This summer, when fires raged throughout northern California, firefighters found their ability to combat the blaze hindered by Verizon.
The Santa Clara County fire department, which relies on broadband to coordinate a response to the fires, consumed more than the 25 Gigabits of service per month that its supposedly "unlimited" data plan offered. Verizon responded to the overage by throttling the department's broadband service and refusing to restore high-speed connections until the county agreed to purchase a more expensive plan.
Santa Clara Fire Chief Anthony Bowden outlined the department's experience with Verizon in court papers filed this week.
"In the midst of our response to the Mendocino Complex Fire, County Fire discovered the data connection for OES 5262 was being throttled by Verizon, and data rates had been reduced to 1/200, or less, than the previous speeds," he wrote. "These reduced speeds severely interfered with the OES 5262's ability to function effectively."
"OES 5262" is the fire department's name for the mobile command truck that was coordinating efforts to battle the fires.
Bowen adds that OES 5262 "relies heavily on the use of specialized software and Google Sheets to do near-real-time resource tracking through the use of cloud computing over the Internet."
Bowden says department personnel attempted in vain to educate Verizon on the critical role that broadband plays in firefighting.
"We explained the importance of OES 5262 and its role in providing for public and first-responder safety and requested immediate removal of the throttling," he alleges. "Verizon representatives confirmed the throttling, but, rather than restoring us to an essential data transfer speed, they indicated that County Fire would have to switch to a new data plan at more than twice the cost, and they would only remove throttling after we contacted the department that handles billing and switched to the new data plan."
A group of 23 attorneys general who are fighting to restore the net neutrality rules submitted Bowden's statement to the D.C. Circuit Court of Appeals on Monday.

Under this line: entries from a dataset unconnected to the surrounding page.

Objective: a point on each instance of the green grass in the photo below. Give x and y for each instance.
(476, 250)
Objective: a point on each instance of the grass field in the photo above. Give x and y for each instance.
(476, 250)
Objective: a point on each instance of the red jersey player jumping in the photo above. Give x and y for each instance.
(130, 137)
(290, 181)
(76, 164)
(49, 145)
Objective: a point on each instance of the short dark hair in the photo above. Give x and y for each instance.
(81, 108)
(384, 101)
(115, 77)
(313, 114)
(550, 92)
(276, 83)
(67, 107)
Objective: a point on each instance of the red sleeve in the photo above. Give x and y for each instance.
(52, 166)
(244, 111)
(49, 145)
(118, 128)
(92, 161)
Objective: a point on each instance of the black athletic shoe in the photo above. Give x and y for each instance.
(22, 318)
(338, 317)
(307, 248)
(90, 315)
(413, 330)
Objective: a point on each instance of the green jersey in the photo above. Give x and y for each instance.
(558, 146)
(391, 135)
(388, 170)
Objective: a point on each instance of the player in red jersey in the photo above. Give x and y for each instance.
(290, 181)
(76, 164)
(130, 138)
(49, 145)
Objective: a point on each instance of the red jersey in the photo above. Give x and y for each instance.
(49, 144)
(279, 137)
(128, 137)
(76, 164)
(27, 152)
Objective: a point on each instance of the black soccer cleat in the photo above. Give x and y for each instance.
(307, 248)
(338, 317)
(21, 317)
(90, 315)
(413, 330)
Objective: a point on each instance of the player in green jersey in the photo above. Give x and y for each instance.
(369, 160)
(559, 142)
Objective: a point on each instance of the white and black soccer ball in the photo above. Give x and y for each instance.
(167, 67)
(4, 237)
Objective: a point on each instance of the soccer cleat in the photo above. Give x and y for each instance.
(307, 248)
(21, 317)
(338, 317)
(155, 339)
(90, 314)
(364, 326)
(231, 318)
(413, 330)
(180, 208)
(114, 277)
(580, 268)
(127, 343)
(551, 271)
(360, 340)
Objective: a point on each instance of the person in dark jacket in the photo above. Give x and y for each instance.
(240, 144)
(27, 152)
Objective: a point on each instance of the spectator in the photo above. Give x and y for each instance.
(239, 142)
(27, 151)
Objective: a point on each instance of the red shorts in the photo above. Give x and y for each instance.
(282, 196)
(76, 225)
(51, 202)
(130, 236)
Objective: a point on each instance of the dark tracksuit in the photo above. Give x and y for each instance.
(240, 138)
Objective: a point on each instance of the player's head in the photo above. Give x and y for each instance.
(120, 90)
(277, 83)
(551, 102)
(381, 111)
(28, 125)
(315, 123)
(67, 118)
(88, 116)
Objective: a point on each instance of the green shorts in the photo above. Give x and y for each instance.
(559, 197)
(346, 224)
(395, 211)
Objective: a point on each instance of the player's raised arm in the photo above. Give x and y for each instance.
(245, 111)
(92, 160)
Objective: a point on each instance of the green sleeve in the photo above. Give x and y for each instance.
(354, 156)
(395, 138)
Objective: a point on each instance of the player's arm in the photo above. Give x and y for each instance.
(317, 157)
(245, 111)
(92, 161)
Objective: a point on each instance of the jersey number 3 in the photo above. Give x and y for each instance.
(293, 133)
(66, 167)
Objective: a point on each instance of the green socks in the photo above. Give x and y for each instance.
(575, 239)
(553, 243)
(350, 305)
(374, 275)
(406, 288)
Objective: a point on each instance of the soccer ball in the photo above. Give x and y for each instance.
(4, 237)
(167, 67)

Ars Technica first reported Bowden's statement.
Verizon now says it made mistakes -- both in how it described its "unlimited" plan, and in continuing to throttle the fire department after learning of the emergency.
The Obama-era net neutrality rules -- now repealed -- prohibited broadband providers from throttling based on the type of material being transmitted, but didn't outlaw data plans that slow service after customers hit a cap. But the Federal Communications Commission still has "transparency rules" that require broadband providers to disclose their traffic management practices to customers; Verizon, by its own admission, could have done a better job of that.
When the FCC voted last December to repeal the net neutrality rules, Republican Commissioner Michael O'Rielly assured the public that broadband providers were unlikely to risk a public relations debacle by violating open internet principles.
"I sincerely doubt that legitimate businesses are willing to subject themselves to a PR nightmare for attempting to engage in blocking, throttling, or improper discrimination. It is simply not worth the reputational cost and potential loss of business," he wrote.
Verizon's actions this summer suggest that providers are willing to run the risk of bad publicity in exchange for more revenue.